Por lo tanto, cuando imitaba el
comportamiento de sus enemigos romanos dentro del círculo de Antonio, lo hacía
para parecer más romana, menos extranjera. Ataviada con un casco emplumado, una
coraza sobre una camisa de cota de malla y una espada corta en un tahalí
enjoyado, marchaba por el cuartel general y maldecía como cualquier legado, con
la impresión de que ellos, cuando la miraban con odio, lo hacían porque no había
conseguido ser lo bastante romana. Cuando recorría los campamentos antes del
regreso de Antonio desde Atenas vestida con su armadura y soltando sus
maldiciones, los legionarios se reían de ella con descaro, los centuriones
intentaban contener las carcajadas, los tribunos militares la miraban de arriba
abajo como si fuese un monstruo, los legados menores la insultaban y no le hacían
el menor caso. En una ocasión le ordenó a un comandante de la legión que
azotase a su primipilus centurión por insubordinación; el hombre se negó en
redondo, sin asustarse en absoluto.
Él le
había dado la respuesta, pero ella no la vio. No era su condición de
extranjera, sino el hecho de que sus labios femeninos escupiesen obscenidades y
un cuerpo femenino vistiese prendas militares. Las mujeres no interferían en
las cosas de los hombres, no en persona y debajo de las narices de los hombres.
Cuando
Antonio regresó de Atenas, ella exigió retribución, pero él declinó actuar, y prefirió
decirle que se mantuviese apartada de los campamentos si no quería quedar como
una tonta; nunca se le ocurrió que ella no comprendía la causa de la enemistad
romana. Si ella no lo obedeció del todo, se aseguró de que en el futuro los únicos
campos que visitara perteneciesen a los aliados no romanos de Antonio. ¡Ah,
ellos sabían cómo tratarla! Licomedes, el hijo de Polemón (Polemón había marchado
de regreso a Pontus para proteger el Lejano Oriente contra los medos y los
partos), Amintas de Galacia, Arquelao Sisenes de Capadocia, Deiotaro Filadelfo
de Paflagonia y el resto de clientes-reyes que habían venido a Éfeso la
respetaban.
Ella
había advertido que Herodes de Judea no había aparecido, ni tampoco enviado a
un ejército; una vez que sus quejas por el tratamiento habían sido rechazadas
sumariamente al regreso de Antonio, ella dirigió su atención a la ausencia de
Herodes, cosa que lo preocupó lo suficiente como para escribirle una carta al rey
de los judíos.
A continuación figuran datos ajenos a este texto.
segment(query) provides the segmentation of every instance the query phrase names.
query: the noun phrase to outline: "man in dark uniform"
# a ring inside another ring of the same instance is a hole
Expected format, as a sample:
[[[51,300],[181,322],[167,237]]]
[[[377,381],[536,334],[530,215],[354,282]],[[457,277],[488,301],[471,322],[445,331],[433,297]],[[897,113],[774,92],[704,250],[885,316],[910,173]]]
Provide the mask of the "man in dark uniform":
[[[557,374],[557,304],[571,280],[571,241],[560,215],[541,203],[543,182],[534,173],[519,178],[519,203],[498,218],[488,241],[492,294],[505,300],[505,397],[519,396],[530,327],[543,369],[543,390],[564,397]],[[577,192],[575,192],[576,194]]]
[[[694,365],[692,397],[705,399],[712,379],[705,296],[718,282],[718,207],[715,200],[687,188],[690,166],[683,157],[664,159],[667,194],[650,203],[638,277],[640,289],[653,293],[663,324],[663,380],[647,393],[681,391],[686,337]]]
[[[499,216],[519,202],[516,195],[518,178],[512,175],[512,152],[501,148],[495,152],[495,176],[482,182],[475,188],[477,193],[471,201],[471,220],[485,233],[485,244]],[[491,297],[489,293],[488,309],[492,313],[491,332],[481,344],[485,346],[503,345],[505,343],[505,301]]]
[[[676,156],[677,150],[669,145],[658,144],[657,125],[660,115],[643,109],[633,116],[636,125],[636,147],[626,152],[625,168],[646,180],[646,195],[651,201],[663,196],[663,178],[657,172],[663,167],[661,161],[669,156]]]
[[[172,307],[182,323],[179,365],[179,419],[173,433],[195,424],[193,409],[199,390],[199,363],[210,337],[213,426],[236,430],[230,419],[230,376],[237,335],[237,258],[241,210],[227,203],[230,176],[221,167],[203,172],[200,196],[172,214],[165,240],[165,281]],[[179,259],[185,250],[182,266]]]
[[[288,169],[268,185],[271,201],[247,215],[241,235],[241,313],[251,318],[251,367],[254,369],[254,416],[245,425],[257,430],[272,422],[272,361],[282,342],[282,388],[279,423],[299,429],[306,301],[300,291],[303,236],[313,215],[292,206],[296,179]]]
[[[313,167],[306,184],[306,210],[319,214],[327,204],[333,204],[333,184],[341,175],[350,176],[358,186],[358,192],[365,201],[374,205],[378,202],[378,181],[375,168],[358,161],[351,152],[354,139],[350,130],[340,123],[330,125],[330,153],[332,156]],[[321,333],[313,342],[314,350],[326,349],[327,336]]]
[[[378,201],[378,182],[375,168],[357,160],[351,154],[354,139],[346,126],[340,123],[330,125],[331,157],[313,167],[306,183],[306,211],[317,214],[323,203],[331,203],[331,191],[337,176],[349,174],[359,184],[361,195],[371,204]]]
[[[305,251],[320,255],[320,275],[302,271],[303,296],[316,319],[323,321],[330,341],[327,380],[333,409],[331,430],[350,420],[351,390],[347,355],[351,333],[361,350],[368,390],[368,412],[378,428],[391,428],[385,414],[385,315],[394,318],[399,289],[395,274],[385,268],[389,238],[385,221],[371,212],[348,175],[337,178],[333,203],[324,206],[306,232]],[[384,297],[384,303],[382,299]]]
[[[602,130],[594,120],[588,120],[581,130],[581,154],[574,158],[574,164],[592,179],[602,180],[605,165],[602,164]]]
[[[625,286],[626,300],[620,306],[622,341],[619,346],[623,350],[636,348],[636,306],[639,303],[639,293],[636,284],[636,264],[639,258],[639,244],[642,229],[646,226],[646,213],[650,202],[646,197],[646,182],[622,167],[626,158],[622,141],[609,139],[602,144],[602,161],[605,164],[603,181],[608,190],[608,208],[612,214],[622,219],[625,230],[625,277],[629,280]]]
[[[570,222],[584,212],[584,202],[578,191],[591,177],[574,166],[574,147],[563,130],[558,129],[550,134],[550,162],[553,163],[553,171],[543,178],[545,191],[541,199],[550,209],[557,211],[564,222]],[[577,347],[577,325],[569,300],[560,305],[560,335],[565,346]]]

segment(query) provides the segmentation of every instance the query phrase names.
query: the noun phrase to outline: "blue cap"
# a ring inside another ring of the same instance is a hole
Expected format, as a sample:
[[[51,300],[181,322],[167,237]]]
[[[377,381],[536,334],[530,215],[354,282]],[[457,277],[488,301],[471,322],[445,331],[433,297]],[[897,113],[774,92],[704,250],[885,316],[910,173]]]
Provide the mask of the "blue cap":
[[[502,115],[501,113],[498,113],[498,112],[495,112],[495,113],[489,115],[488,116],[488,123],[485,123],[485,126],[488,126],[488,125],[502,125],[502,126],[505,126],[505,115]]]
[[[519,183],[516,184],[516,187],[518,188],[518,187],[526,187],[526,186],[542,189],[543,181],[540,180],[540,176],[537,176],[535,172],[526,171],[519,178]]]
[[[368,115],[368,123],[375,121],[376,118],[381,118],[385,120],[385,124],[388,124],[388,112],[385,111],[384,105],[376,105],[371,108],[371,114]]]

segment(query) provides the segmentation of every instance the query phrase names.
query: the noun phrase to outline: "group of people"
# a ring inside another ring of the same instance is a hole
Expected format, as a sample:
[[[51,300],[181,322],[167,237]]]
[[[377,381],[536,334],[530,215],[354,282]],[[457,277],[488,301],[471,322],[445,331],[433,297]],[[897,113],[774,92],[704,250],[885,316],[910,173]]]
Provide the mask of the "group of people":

La respuesta de Herodes fue rápida y llena de floridas y
obsequiosas frases que, quitados los adornos y resumida, decía que los asuntos
en Jerusalén impedían su presencia, lo mismo que el envío del ejército. Estaba
a un paso de la rebelión abierta, así que, mil perdones, pero… era verdad,
aunque no la verdadera razón para la delincuencia de Herodes. El instinto de
supervivencia de Herodes estaba tan afilado como el de Planeo, y le decía que
Antonio quizá no ganaría aquella guerra. Para mejorar sus posibilidades, le había
enviado una bonita carta a Octavio en Roma, junto con un regalo para el templo
de Júpiter Óptimo Máximo: una esfinge de marfil esculpida por el propio Fidias.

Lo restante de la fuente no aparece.